One of the resources I will share is a new, expanded framework for professional recognition. Developed with the input from many of our accreditation Members and peer assessors, this framework provides pathways to peer-assessed accreditation for Learning Technology professionals in the UK and internationally. It includes core competencies and core principles of professional practice as well as guidance on ethical considerations and reflects the broad range of professional roles that require an increasingly specialist Learning Technology expertise.

Another new development to share in relation to the accessibility and inclusion agenda at the heart of the Department for Education’s Edtech Strategy is a growing set of webinar recordings and resources hosted by ALT in collaboration with the Further Higher Education Digital Accessibility Working Group (FHEDAWG). The series now includes topics such as ‘Inclusivity by design in Virtual Learning Environments’, the ‘Web Content Accessibility Guidelines (WCAG) explored with policy makers’ and ‘Digital Accessibility as a right’ and all recordings and content from the sessions is freely available to all.

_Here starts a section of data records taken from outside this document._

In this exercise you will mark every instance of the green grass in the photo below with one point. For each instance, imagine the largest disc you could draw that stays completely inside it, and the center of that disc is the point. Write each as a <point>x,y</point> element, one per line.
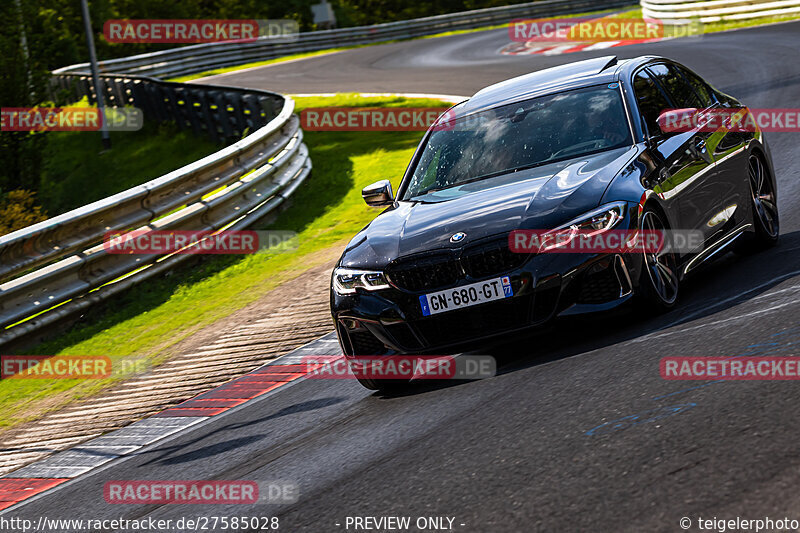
<point>631,13</point>
<point>75,173</point>
<point>282,59</point>
<point>145,321</point>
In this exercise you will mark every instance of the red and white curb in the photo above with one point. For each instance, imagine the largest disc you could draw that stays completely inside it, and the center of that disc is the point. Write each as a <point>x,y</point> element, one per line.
<point>557,48</point>
<point>64,466</point>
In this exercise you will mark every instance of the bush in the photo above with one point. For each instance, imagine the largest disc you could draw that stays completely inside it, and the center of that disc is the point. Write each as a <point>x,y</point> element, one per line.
<point>18,209</point>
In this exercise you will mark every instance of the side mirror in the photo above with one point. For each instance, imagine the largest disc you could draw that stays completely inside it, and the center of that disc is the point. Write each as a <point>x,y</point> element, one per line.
<point>378,194</point>
<point>673,121</point>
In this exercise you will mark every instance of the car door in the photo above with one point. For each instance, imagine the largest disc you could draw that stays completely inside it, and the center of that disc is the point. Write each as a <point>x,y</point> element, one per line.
<point>681,161</point>
<point>728,147</point>
<point>692,171</point>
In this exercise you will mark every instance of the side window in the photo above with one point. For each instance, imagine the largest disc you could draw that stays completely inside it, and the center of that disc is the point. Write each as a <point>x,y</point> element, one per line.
<point>651,101</point>
<point>679,90</point>
<point>702,89</point>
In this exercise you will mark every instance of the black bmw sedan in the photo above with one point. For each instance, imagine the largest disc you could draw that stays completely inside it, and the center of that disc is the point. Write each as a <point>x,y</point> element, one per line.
<point>580,147</point>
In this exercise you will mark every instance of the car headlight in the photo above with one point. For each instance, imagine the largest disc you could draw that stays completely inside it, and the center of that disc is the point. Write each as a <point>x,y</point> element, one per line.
<point>592,223</point>
<point>347,280</point>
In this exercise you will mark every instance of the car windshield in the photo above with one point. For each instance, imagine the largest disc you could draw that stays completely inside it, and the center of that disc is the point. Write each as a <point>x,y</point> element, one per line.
<point>520,135</point>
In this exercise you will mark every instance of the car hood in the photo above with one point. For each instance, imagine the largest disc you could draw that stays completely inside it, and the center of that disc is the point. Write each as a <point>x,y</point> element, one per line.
<point>539,198</point>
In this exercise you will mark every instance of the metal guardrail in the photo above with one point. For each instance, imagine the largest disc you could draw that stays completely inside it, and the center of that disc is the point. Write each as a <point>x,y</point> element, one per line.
<point>717,10</point>
<point>61,266</point>
<point>203,57</point>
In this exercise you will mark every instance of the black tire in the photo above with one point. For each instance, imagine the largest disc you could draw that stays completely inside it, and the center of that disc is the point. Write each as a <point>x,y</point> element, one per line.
<point>659,282</point>
<point>764,206</point>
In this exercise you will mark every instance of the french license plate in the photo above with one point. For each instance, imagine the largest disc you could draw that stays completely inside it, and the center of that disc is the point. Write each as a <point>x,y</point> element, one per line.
<point>466,296</point>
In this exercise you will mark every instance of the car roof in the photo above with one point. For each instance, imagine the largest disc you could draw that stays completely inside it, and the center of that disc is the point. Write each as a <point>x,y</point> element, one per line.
<point>595,71</point>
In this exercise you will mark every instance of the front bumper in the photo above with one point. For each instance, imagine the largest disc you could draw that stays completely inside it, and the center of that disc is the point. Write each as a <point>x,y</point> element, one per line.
<point>546,286</point>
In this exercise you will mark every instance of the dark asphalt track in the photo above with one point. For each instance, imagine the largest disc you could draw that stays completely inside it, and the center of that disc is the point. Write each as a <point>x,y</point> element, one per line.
<point>512,453</point>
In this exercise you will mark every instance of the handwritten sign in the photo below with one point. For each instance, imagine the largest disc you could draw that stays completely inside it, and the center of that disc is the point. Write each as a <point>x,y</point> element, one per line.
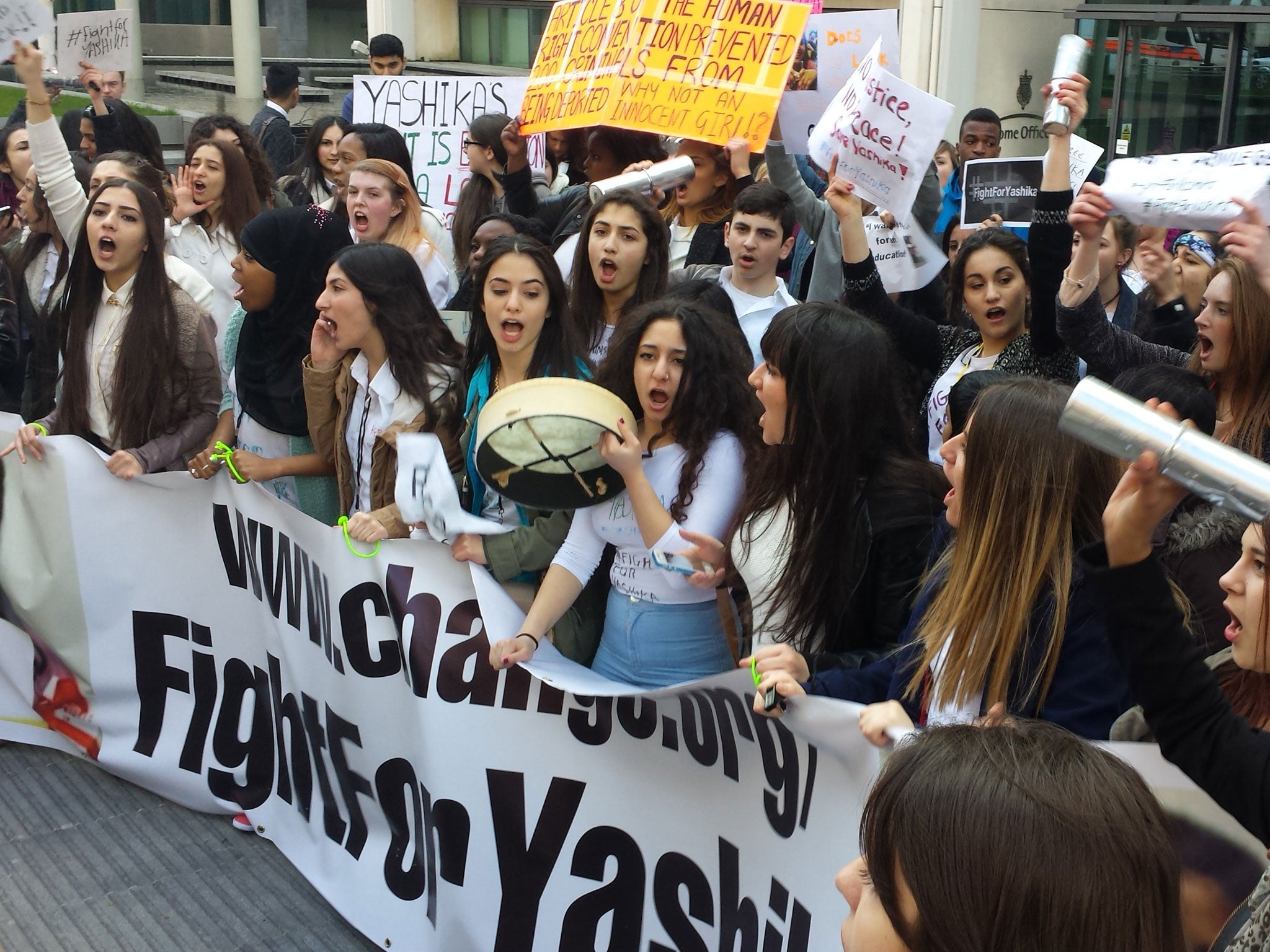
<point>24,20</point>
<point>433,115</point>
<point>700,69</point>
<point>906,258</point>
<point>883,133</point>
<point>1005,187</point>
<point>832,47</point>
<point>102,37</point>
<point>1191,191</point>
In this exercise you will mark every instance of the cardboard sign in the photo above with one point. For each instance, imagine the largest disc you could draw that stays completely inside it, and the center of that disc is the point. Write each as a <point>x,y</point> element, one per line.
<point>102,37</point>
<point>906,257</point>
<point>24,20</point>
<point>1191,191</point>
<point>832,47</point>
<point>433,115</point>
<point>706,70</point>
<point>1005,187</point>
<point>883,133</point>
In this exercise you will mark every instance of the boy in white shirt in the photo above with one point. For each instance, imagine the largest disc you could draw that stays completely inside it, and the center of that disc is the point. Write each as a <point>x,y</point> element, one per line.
<point>758,236</point>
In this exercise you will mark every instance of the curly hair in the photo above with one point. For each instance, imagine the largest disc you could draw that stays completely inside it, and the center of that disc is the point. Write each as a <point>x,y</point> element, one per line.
<point>713,394</point>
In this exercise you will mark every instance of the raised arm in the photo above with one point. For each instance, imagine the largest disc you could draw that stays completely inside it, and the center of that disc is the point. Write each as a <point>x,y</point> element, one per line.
<point>916,338</point>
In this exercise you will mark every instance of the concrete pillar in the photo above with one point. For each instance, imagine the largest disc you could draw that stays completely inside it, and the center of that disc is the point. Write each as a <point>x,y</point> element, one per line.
<point>437,30</point>
<point>395,17</point>
<point>291,19</point>
<point>135,74</point>
<point>956,74</point>
<point>248,73</point>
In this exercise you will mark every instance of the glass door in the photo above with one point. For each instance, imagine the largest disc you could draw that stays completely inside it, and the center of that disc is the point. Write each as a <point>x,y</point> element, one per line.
<point>1171,88</point>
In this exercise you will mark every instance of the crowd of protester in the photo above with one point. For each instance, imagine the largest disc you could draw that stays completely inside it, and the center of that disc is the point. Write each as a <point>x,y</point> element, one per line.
<point>871,487</point>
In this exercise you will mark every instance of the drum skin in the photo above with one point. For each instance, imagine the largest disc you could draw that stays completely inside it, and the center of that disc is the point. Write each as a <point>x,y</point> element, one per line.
<point>538,443</point>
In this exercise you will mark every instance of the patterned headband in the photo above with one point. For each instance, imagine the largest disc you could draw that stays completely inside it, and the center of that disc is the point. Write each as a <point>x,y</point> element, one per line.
<point>1199,248</point>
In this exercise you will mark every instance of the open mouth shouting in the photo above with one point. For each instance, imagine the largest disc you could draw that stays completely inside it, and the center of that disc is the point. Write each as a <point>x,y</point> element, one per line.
<point>511,330</point>
<point>658,400</point>
<point>1206,347</point>
<point>1235,628</point>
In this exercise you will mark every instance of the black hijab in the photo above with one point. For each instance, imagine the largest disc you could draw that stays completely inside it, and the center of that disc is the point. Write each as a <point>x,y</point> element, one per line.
<point>298,245</point>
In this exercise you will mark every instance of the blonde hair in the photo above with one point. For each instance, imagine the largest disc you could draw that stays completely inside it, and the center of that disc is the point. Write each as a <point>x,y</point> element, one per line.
<point>1032,496</point>
<point>721,203</point>
<point>406,230</point>
<point>1245,382</point>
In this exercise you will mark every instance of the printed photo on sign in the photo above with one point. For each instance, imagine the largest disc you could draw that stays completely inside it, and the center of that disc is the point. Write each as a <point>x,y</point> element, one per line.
<point>1005,187</point>
<point>841,41</point>
<point>803,75</point>
<point>103,38</point>
<point>433,113</point>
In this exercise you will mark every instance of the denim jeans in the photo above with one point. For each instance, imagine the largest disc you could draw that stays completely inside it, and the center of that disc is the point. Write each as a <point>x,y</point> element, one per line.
<point>654,645</point>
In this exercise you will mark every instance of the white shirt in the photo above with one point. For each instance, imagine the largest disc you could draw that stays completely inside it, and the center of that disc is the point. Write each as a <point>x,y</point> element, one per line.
<point>761,564</point>
<point>564,258</point>
<point>714,501</point>
<point>379,404</point>
<point>681,239</point>
<point>210,254</point>
<point>103,348</point>
<point>938,408</point>
<point>756,312</point>
<point>949,712</point>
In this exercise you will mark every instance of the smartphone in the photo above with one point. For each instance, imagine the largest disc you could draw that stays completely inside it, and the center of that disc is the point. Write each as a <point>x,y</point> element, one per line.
<point>676,563</point>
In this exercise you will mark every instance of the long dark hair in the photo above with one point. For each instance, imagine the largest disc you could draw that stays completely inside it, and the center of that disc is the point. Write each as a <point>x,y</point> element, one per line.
<point>257,162</point>
<point>150,380</point>
<point>562,343</point>
<point>306,167</point>
<point>239,202</point>
<point>414,335</point>
<point>845,439</point>
<point>984,238</point>
<point>588,300</point>
<point>140,138</point>
<point>713,394</point>
<point>477,196</point>
<point>144,174</point>
<point>1023,805</point>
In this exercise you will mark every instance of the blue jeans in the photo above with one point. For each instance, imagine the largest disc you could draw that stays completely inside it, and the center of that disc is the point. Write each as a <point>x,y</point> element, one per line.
<point>654,645</point>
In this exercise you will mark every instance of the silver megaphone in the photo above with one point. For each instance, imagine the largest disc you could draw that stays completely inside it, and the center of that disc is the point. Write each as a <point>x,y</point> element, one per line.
<point>1117,425</point>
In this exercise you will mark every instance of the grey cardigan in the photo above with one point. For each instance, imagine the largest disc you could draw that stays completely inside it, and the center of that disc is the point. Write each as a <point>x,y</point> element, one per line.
<point>822,225</point>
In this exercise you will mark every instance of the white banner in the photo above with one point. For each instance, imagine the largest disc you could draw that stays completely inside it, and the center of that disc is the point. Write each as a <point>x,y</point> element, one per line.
<point>433,115</point>
<point>884,134</point>
<point>906,258</point>
<point>1188,191</point>
<point>103,38</point>
<point>231,653</point>
<point>833,46</point>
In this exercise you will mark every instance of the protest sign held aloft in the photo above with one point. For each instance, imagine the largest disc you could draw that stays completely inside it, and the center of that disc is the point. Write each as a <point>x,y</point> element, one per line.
<point>433,115</point>
<point>102,37</point>
<point>23,19</point>
<point>1189,191</point>
<point>1005,187</point>
<point>906,258</point>
<point>883,133</point>
<point>832,47</point>
<point>700,69</point>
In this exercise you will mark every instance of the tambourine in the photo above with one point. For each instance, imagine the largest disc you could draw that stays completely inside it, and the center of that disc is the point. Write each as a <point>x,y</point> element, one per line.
<point>538,443</point>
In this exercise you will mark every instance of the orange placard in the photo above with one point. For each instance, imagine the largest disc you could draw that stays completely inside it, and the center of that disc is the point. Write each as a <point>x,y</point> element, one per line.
<point>699,69</point>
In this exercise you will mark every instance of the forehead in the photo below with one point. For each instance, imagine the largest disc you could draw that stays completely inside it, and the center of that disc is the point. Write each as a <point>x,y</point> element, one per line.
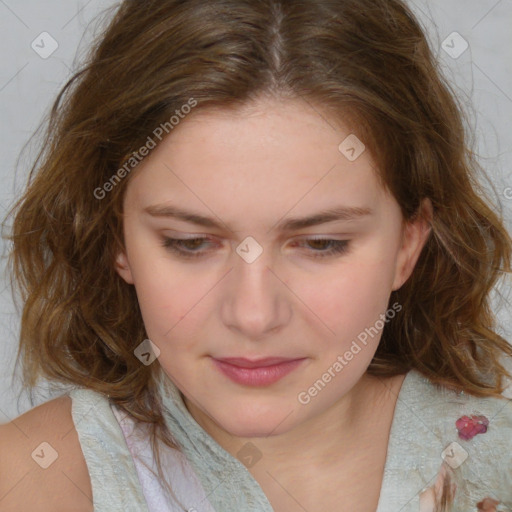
<point>270,151</point>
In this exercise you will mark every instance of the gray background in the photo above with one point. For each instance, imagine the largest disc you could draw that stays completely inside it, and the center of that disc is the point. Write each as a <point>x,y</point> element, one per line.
<point>482,76</point>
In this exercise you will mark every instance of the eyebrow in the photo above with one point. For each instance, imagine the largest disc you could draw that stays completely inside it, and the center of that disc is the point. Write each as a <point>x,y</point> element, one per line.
<point>340,213</point>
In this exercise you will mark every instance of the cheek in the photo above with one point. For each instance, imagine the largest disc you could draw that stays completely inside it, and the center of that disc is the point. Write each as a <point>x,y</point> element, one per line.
<point>352,296</point>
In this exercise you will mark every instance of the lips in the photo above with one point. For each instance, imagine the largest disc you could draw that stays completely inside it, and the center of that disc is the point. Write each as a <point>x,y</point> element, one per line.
<point>258,363</point>
<point>259,372</point>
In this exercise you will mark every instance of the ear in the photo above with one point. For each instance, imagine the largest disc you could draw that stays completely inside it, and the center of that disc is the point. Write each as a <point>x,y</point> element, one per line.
<point>414,237</point>
<point>122,267</point>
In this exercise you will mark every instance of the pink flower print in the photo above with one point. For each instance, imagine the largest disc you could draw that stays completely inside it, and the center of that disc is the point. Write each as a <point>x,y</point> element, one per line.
<point>469,427</point>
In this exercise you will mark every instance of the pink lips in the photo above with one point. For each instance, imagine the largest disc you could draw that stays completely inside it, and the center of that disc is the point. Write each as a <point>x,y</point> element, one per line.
<point>261,372</point>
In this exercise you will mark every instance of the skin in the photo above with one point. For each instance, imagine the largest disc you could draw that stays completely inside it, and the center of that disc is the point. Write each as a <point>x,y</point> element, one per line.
<point>250,170</point>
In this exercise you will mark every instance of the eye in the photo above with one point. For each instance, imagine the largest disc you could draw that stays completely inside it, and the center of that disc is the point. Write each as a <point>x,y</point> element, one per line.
<point>334,247</point>
<point>191,247</point>
<point>182,246</point>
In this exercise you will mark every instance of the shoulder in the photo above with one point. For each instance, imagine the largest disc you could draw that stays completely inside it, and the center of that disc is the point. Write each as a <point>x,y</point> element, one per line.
<point>42,466</point>
<point>471,434</point>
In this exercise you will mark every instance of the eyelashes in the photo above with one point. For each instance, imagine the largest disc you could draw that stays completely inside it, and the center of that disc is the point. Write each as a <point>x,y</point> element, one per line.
<point>187,247</point>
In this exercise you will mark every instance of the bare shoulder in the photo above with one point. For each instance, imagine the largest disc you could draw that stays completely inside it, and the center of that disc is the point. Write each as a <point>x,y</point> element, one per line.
<point>42,466</point>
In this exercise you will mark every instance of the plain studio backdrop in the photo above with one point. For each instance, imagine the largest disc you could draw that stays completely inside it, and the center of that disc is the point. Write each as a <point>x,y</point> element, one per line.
<point>42,42</point>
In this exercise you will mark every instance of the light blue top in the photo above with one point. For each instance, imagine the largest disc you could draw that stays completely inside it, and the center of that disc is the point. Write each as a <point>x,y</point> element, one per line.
<point>423,428</point>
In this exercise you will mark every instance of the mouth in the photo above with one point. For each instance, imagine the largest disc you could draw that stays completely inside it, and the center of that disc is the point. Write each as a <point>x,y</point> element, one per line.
<point>261,372</point>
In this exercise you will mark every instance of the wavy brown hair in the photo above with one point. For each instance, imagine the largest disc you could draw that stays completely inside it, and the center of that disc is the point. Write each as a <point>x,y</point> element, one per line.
<point>364,61</point>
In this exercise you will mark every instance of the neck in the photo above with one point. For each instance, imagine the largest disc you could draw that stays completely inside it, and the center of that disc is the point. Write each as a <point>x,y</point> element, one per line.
<point>338,433</point>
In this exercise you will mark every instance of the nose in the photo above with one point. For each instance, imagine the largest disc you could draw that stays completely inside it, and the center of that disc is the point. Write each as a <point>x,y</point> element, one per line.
<point>256,300</point>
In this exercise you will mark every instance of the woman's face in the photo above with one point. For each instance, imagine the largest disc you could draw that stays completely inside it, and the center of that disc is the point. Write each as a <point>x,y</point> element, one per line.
<point>262,283</point>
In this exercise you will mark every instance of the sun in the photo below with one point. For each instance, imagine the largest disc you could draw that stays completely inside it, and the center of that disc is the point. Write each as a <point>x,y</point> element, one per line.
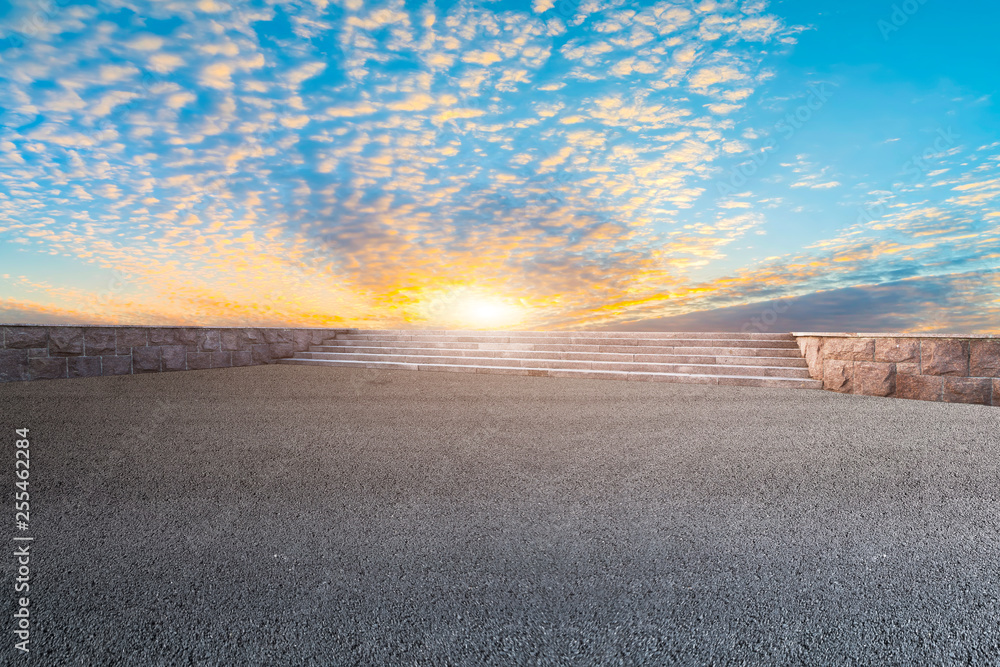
<point>469,308</point>
<point>486,313</point>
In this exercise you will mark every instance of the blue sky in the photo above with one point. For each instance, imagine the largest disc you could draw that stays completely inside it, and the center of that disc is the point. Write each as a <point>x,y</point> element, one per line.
<point>531,164</point>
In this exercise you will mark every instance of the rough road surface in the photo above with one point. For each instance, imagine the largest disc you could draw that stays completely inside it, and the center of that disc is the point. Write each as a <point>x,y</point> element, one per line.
<point>300,515</point>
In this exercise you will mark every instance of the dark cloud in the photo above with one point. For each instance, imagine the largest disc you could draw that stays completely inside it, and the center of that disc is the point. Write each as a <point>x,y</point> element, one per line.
<point>898,306</point>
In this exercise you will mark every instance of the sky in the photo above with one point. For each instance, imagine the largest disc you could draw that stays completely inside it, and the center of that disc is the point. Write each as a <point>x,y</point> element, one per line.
<point>501,164</point>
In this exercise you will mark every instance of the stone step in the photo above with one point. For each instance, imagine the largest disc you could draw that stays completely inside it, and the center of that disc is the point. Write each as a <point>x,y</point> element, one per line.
<point>788,362</point>
<point>440,333</point>
<point>571,340</point>
<point>737,380</point>
<point>713,350</point>
<point>694,369</point>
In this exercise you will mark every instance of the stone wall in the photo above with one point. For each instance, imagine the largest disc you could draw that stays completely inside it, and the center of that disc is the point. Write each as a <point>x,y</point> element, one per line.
<point>43,352</point>
<point>927,367</point>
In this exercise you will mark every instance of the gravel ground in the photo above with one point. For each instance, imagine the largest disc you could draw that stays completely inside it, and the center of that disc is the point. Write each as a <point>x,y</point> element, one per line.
<point>304,515</point>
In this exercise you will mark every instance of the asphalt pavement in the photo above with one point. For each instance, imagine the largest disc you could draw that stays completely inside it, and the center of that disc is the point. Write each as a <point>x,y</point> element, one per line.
<point>288,515</point>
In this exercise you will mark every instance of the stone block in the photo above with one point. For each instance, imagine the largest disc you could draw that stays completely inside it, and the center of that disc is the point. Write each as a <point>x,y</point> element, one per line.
<point>129,337</point>
<point>230,339</point>
<point>281,350</point>
<point>84,367</point>
<point>116,365</point>
<point>47,368</point>
<point>277,335</point>
<point>249,337</point>
<point>849,349</point>
<point>222,359</point>
<point>173,336</point>
<point>838,375</point>
<point>812,350</point>
<point>209,340</point>
<point>22,338</point>
<point>984,358</point>
<point>967,390</point>
<point>199,360</point>
<point>919,387</point>
<point>260,354</point>
<point>944,357</point>
<point>65,341</point>
<point>13,365</point>
<point>242,358</point>
<point>897,350</point>
<point>302,339</point>
<point>146,359</point>
<point>174,357</point>
<point>98,341</point>
<point>872,378</point>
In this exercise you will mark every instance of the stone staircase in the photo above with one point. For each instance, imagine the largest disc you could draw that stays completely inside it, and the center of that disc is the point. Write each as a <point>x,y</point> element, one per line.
<point>748,359</point>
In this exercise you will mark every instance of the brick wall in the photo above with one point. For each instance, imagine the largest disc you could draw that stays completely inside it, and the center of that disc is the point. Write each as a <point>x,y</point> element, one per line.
<point>42,352</point>
<point>928,367</point>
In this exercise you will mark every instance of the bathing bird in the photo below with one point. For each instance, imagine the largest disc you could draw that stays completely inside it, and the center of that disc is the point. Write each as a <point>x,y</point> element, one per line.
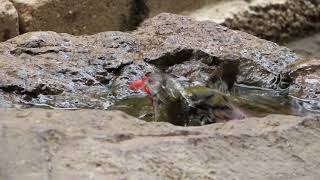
<point>185,106</point>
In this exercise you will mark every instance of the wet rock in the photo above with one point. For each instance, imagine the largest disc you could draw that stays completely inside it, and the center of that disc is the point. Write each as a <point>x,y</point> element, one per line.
<point>9,26</point>
<point>88,144</point>
<point>65,70</point>
<point>306,78</point>
<point>176,39</point>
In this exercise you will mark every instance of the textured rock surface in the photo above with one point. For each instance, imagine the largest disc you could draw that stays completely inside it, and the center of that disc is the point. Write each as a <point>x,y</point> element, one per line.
<point>9,26</point>
<point>75,17</point>
<point>278,21</point>
<point>306,73</point>
<point>38,66</point>
<point>88,144</point>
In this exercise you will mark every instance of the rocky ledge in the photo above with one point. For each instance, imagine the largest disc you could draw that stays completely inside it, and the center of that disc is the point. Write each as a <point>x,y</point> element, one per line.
<point>84,71</point>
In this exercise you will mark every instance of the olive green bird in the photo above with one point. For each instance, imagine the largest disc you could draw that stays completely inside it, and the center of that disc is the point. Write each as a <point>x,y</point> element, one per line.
<point>191,106</point>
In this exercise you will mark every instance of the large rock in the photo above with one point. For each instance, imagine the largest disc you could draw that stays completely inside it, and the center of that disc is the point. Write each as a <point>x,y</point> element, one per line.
<point>9,26</point>
<point>69,71</point>
<point>79,17</point>
<point>276,20</point>
<point>88,144</point>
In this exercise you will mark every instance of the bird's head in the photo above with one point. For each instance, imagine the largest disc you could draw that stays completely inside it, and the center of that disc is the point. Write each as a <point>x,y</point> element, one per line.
<point>144,83</point>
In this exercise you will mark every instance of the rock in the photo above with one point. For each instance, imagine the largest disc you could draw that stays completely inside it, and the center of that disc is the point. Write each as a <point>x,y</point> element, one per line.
<point>306,76</point>
<point>307,46</point>
<point>69,71</point>
<point>90,144</point>
<point>278,22</point>
<point>80,17</point>
<point>9,26</point>
<point>156,7</point>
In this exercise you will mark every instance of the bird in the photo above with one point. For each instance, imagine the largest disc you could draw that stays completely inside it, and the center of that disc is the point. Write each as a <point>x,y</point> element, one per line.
<point>185,106</point>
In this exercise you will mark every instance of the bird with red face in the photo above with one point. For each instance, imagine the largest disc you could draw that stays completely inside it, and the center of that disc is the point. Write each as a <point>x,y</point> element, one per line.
<point>190,106</point>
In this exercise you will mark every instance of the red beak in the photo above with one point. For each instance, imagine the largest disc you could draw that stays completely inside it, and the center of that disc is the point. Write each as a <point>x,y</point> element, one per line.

The other issue I want to focus on in my talk, is that Learning Technology and by extension being a Learning Technology professional, is inherently political – and our role is to not only manage the risks involved for staff and students, but to face up to some of the big questions that using technology in education at scale brings with it: issues around privacy, transparency and the well being of learners. We need to continue to focus on access, inclusion and equity. We need to acknowledge that the skills required to tackle such questions goes far beyond digital literacy or even data literacy and I want to champion the role of the Learning Technology professional in that endeavour.